Culinary Backstreets Walking Tour
So this isn't a specialty shop at all: it's actually a website and awesome tour company that organizes several monthly food tours in the Centro Histórico (and will lead you to some of the best specialty shops and purveyors). They've done an amazing job of finding rad street food stands and old-school treasures, and creating a totally enlightening tour that doesn't feel trite or touristy in the least. It's worth booking ahead as their small expeditions fill up quickly.
Dulcería de Celaya
5 de Mayo #39, Colonia Centro
This is one of the most beautiful candy shops in Mexico, if not the world. In the same spot in the Centro for over a century, the space itself is a relic from a time past: The wooden display cabinets, baroque-style mirrors, and even the sign haven't changed in over 100 years. The sweets haven't changed much either, as the Dulceria is one of the only places where you can still find such an array of traditional sweets from cajeta, to mazapan, to cocadas, to an insanely sweet, perfectly moist pay de rompope (eggnog cake).

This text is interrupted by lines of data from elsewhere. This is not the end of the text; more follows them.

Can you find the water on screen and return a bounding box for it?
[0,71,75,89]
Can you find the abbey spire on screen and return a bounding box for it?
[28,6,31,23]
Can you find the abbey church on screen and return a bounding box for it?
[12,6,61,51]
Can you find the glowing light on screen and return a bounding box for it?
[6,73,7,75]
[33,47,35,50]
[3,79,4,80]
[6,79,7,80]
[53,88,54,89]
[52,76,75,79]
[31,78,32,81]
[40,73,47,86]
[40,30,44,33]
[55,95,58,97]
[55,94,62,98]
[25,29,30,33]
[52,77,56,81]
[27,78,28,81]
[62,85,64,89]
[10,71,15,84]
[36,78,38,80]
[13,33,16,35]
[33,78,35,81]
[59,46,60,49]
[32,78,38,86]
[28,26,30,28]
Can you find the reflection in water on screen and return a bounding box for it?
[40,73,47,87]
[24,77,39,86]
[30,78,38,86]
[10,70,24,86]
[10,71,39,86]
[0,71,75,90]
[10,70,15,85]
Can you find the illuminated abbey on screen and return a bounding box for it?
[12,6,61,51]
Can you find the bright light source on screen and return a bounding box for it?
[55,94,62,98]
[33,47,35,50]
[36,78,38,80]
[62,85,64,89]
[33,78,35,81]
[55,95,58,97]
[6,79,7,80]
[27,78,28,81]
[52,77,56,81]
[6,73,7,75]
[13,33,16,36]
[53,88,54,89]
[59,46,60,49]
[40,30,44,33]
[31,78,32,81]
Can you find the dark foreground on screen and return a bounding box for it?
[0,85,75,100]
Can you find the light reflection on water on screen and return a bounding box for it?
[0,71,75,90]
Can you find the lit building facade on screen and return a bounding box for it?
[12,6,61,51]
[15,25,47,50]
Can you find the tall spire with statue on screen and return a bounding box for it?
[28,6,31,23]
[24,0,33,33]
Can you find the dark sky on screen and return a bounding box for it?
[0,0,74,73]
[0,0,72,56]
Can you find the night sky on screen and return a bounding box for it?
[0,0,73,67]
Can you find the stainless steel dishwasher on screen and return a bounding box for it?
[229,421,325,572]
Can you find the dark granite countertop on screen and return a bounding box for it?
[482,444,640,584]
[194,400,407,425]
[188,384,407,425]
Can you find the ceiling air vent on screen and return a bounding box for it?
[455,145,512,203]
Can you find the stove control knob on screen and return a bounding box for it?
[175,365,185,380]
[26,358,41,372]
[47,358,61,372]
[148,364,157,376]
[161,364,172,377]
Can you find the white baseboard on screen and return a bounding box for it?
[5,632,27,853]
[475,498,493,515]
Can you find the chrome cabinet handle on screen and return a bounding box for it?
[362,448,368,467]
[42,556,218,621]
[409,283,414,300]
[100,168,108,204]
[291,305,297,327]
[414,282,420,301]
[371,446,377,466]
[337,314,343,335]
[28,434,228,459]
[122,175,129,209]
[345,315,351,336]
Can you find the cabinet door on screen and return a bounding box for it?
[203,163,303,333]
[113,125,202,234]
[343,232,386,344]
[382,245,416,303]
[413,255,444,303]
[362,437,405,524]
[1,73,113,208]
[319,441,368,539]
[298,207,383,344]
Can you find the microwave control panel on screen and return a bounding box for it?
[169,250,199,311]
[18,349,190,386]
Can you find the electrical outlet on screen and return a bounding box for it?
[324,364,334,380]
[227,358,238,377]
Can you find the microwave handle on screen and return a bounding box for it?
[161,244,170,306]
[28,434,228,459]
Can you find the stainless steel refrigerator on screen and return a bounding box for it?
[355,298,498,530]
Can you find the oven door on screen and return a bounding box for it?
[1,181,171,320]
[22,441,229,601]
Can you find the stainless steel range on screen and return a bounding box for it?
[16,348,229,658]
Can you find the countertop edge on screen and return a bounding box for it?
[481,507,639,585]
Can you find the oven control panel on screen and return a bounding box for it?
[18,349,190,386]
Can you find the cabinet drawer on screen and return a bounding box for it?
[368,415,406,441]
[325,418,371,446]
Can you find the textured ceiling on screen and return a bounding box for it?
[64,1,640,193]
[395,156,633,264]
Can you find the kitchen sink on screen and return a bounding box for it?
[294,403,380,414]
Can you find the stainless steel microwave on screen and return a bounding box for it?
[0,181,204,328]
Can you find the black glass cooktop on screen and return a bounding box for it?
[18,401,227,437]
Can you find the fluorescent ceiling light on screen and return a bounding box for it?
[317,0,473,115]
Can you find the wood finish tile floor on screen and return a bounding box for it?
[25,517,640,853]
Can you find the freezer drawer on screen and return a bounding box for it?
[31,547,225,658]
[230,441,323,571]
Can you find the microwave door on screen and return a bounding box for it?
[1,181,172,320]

5 de Febrero #28, Colonia Centro
Conchas, Orejas, Garibaldis, Bolillos, Teleras, etc., El Globo carries all the traditional breads and pastries, and is a weekly and sometimes daily stop in some households. Even though it's a large chain, there's still a nostalgic charm to its shops, the first of which opened in the 19th-century. Staff wear old-school pinstripe uniforms and you select your own breads and take them to the counter on battered pewter trays.